BURKINA DEFENSE MINISTER SACKED -- TSVANGARAI TESTIFIES AT HIS TREASON TRIAL
Burkina Faso's defense minister has been sacked in murky circumstances. General Kouame Lougue was questioned last week by authorities in connection with a coup plot against the country's head of state, Blaise Campaoré. Gen. Lougue lost his job this most recent weekend. Lougue had until recently been viewed as a loyal supporter of the president. He helped to suppress a coup attempt against Campaore in 1999 and was appointed Defence Minister the following year. However, there has been a growing sense of malaise within the armed forces following the arrest of 16 officers and two civilians in connection with a coup plot that was discovered in September last year. One of the soldiers detained was officially said to have hanged himself in jail a few days after his arrest.

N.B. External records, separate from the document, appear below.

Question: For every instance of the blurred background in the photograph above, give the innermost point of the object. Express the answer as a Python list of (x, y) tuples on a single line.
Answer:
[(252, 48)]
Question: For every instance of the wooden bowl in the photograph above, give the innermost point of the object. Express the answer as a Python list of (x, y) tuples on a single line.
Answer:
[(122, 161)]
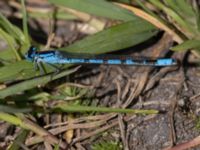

Zimbabwean opposition leader Morgan Tsvangarai has finally testified at his own treason trial, some 11 months after the trial started. Mr Tsvangirai told a packed courtroom that he used to regard [the country's strongman Robert] Mugabe, who led the struggle against white minority rule, as a "liberation hero". The case against Mugabe's chief rival hinges on a grainy video tape made by Canadian political consultant Ari Ben Menashe in which Mr Tsvangirai allegedly discusses Mr Mugabe's "elimination", notes the BBC.

A feature by the British news outlet chronicles Mugabe's descent into dictatorship. The piece notes that despite Zimbabwe's ever mounting set of problems inflicted by the Harare regime, Mugabe is an extremely proud man. He will only step down when his "revolution" is complete. He says this means the redistribution of white-owned land but he also wants to hand-pick his successor, who must of course come from within the ranks of his Zanu-PF party. The reporter quoted a senior official from Mugabe's party who noted, the government's proposed constitution in February 2000 - which showed the strength of the opposition - had set back Mr Mugabe's retirement by several years. That defeat stirred him into action, transforming him from a relatively relaxed man contemplating his twilight years, into someone desperate to remain at any cost, even willing to destroy the country he had fought to liberate.